Enhanced Linux telemetry enables organizations to build more robust detection mechanisms, accelerate incident response, and empower defenders with the visibility they need to safeguard their most essential systems. During the next steps, you will learn how to validate your telemetry and general OS/network visibility effectively.

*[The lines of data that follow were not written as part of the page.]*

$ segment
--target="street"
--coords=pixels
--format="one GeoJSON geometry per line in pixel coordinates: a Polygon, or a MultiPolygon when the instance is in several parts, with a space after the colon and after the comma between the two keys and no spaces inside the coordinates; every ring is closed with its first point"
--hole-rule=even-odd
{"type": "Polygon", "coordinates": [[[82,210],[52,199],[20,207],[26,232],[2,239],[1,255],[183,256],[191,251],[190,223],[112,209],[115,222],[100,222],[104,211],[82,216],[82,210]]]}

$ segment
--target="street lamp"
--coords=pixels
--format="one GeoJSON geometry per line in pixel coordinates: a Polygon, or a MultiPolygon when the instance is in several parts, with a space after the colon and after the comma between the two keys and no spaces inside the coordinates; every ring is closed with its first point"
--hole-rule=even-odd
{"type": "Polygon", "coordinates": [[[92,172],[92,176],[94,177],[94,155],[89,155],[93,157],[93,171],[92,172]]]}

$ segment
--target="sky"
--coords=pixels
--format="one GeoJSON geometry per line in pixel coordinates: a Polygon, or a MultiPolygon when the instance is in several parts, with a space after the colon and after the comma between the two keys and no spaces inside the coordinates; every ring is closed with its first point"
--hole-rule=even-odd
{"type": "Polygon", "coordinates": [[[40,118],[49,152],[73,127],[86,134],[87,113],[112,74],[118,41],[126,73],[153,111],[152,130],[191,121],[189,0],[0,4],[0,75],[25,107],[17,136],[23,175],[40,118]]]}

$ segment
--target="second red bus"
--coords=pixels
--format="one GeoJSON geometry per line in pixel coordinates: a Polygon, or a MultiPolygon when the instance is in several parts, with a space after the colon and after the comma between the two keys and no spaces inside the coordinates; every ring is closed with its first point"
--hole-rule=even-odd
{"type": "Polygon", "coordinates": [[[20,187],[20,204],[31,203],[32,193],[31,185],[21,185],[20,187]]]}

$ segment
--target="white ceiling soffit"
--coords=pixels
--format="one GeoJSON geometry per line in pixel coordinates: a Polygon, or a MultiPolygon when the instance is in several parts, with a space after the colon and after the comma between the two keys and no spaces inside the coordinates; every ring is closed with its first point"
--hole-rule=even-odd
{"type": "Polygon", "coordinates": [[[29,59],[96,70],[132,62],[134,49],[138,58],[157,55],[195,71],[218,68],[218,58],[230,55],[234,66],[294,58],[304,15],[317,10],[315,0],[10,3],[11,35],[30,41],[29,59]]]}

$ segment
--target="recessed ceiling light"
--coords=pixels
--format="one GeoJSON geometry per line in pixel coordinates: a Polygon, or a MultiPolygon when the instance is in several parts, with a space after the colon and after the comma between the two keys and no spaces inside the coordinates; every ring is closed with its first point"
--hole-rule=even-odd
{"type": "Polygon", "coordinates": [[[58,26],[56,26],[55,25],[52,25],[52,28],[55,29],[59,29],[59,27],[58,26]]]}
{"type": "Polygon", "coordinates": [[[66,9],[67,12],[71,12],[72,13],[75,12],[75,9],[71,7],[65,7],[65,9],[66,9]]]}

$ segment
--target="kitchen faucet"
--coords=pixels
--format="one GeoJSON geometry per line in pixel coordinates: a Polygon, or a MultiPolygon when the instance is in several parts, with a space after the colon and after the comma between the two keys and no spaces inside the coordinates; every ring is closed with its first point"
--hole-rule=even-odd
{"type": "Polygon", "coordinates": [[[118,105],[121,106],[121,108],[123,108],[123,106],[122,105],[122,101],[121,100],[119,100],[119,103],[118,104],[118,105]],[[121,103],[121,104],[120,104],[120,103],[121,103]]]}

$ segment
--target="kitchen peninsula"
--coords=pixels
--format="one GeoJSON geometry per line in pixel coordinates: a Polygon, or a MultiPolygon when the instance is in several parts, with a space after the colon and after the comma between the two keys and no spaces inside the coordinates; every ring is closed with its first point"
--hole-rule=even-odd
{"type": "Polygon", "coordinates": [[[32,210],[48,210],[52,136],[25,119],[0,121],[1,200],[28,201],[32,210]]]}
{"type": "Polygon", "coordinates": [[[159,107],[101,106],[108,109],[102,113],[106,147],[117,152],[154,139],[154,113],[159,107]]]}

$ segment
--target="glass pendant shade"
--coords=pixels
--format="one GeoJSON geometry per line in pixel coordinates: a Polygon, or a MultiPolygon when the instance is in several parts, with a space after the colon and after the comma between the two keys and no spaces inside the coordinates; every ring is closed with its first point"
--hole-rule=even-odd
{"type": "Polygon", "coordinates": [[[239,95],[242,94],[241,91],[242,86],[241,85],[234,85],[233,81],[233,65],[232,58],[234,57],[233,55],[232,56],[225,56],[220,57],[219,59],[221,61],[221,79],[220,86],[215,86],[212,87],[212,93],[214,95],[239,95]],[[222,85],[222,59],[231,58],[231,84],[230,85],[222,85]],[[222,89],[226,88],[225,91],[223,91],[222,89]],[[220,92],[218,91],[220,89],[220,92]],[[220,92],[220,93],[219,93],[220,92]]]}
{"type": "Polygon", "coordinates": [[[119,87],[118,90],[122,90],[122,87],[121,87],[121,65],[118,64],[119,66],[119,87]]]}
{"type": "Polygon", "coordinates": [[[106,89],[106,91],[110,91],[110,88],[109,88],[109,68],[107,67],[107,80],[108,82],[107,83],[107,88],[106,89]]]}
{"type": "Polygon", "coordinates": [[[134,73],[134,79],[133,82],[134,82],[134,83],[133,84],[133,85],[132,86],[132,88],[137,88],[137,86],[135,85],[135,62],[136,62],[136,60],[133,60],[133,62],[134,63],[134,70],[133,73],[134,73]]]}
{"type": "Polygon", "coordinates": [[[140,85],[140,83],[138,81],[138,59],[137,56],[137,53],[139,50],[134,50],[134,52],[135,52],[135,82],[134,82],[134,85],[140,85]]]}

Linux EDR solutions rely on a rich set of visibility events, indexes, and data sources to provide comprehensive security monitoring. By collecting and analyzing data from system logs, kernel-level events, file systems, network activity, and containers, EDR tools can detect threats, investigate incidents, and ensure the security of Linux systems in dynamic and complex environments. These components work together to provide the visibility and context needed for effective threat detection and response.